LawState and Law

How to make an inheritance

The current legislation provides for 2 ways of transferring the rights to inheritance: by will and, in the absence of the latter, by law. The will has priority. Inheritance by law is performed in turn.

There are 8 queues in total. First of all, the children of the testator, parents and spouse have the right to inherit after death. In case of their absence, it passes to the heirs of the second stage (these are brothers and sisters, grandparents), then the third (uncles, aunts) and so on. An obligatory share in the inheritance belongs to the disabled family members of the testator (children, parents, spouse, etc.) and disabled dependents. In the case of a will, they receive at least ½ a share, which they would receive in case of inheritance by law.

How to make an inheritance

For its adoption, you must first contact a notary who will testify to your application. It must be filed within six months after the opening of the inheritance. In some situations, when there is a valid reason, the time limit can be restored. The final document confirming the transfer of rights is a certificate issued by a notary. Acceptance of inheritance, if necessary, can be done through a representative.

How to register an inheritance through a representative? The power of attorney for representation of interests is notarized. When carrying out actions on behalf of the heir, he must, in addition to the power of attorney, also provide an identity document. A legal representative does not need a power of attorney.

How to formalize the inheritance (take it) in fact? The heir must by his actions testify to the acceptance of the inheritance. Such actions include:

  • Taking measures to protect and protect against encroachment of property;
  • Maintenance of expenses for maintenance of property;
  • Payment of debts of the testator, as well as receipt of funds due to the testator from third parties;
  • Property management, etc.

The order of registration of the inheritance provides for the need to pay the state duty. Its size is determined depending on the degree of kinship with the testator, as well as on the value of the acquired property. In connection with this, a notary must submit a document containing such information. The cost is determined on the day of opening the inheritance. Parents and children, spouses, sisters and brothers must pay a state duty of 0.3% of the total value of the property. However, the duty should not exceed 100,000 rubles. For other heirs - 0,6% and the maximum amount of state duty - 1,000,000 rubles.

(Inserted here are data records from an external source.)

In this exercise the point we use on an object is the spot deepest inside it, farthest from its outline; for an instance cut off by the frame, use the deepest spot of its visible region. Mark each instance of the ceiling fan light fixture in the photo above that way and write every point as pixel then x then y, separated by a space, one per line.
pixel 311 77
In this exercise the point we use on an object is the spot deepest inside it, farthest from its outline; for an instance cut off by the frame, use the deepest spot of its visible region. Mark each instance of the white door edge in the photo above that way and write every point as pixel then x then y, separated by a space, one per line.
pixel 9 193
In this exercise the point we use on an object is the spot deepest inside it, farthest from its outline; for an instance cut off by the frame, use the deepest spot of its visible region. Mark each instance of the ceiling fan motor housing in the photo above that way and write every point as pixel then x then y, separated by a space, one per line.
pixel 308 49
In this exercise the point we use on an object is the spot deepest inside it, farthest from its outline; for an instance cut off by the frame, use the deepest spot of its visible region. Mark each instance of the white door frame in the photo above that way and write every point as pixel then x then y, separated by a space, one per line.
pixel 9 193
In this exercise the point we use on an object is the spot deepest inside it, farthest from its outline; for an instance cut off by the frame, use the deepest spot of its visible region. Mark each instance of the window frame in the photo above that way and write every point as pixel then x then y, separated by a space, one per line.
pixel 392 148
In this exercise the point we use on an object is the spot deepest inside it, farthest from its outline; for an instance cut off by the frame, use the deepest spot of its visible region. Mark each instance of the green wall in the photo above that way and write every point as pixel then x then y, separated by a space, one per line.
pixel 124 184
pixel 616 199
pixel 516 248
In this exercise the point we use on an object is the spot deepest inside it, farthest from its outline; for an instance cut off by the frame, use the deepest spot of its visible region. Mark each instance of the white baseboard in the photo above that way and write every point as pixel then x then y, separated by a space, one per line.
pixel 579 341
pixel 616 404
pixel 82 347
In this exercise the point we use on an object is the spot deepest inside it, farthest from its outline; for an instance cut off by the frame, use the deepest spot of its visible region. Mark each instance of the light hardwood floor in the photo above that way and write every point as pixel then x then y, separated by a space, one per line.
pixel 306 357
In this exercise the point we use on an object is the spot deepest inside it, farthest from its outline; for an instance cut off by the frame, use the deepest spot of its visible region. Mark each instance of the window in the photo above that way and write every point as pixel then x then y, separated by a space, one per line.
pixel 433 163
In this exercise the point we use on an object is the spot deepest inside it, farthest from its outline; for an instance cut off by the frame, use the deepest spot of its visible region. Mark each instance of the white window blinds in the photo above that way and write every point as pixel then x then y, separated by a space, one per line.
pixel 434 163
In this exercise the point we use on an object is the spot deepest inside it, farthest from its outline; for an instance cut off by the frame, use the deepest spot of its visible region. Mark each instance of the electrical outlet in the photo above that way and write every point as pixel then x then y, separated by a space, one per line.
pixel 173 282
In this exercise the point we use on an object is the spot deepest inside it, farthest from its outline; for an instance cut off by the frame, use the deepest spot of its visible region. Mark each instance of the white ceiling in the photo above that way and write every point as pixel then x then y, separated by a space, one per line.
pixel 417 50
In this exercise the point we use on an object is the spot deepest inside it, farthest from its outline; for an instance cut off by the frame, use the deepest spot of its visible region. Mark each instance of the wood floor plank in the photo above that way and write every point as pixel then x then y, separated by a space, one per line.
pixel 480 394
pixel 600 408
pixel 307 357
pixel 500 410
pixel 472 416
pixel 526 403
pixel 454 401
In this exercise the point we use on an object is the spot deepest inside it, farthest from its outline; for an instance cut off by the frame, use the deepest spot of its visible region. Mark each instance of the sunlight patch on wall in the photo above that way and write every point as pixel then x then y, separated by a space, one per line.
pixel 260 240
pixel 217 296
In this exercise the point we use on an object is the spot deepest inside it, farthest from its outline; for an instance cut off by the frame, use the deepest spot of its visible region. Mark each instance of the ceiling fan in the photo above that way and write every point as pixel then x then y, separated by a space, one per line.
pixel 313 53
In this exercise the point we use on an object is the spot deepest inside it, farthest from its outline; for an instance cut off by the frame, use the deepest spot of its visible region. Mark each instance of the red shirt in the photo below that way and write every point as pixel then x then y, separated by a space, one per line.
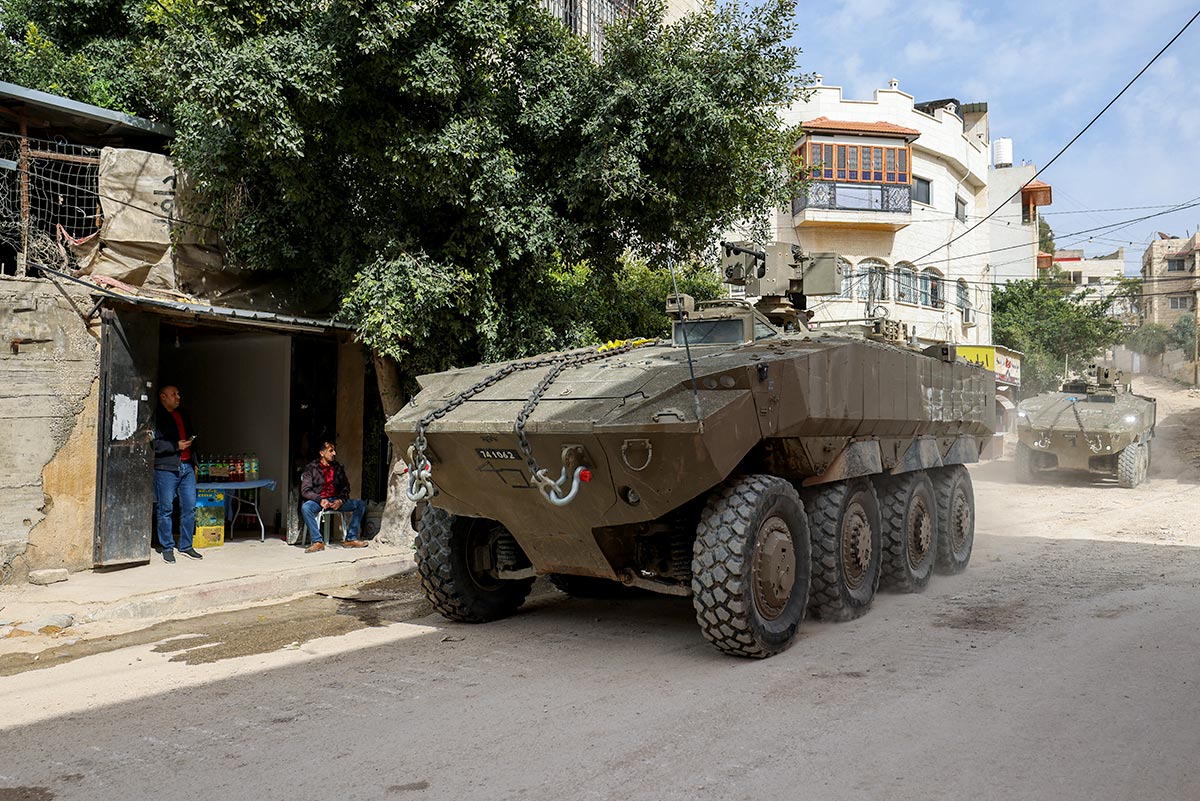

The state duty is not paid for the house, apartment, other dwelling space, if the heirs lived together with the testator at the time of death and continue to live there and then. Heirs, suffering from mental disorders, in relation to whom guardianship is established, are also exempt from payment.

If you do not know how to formalize an inheritance, in connection with the emergence of various disputes with other heirs, it is best to seek the help of a lawyer for hereditary disputes. He will be able to give suitable advice, help to draw up the necessary documents, if necessary, will represent interests in court.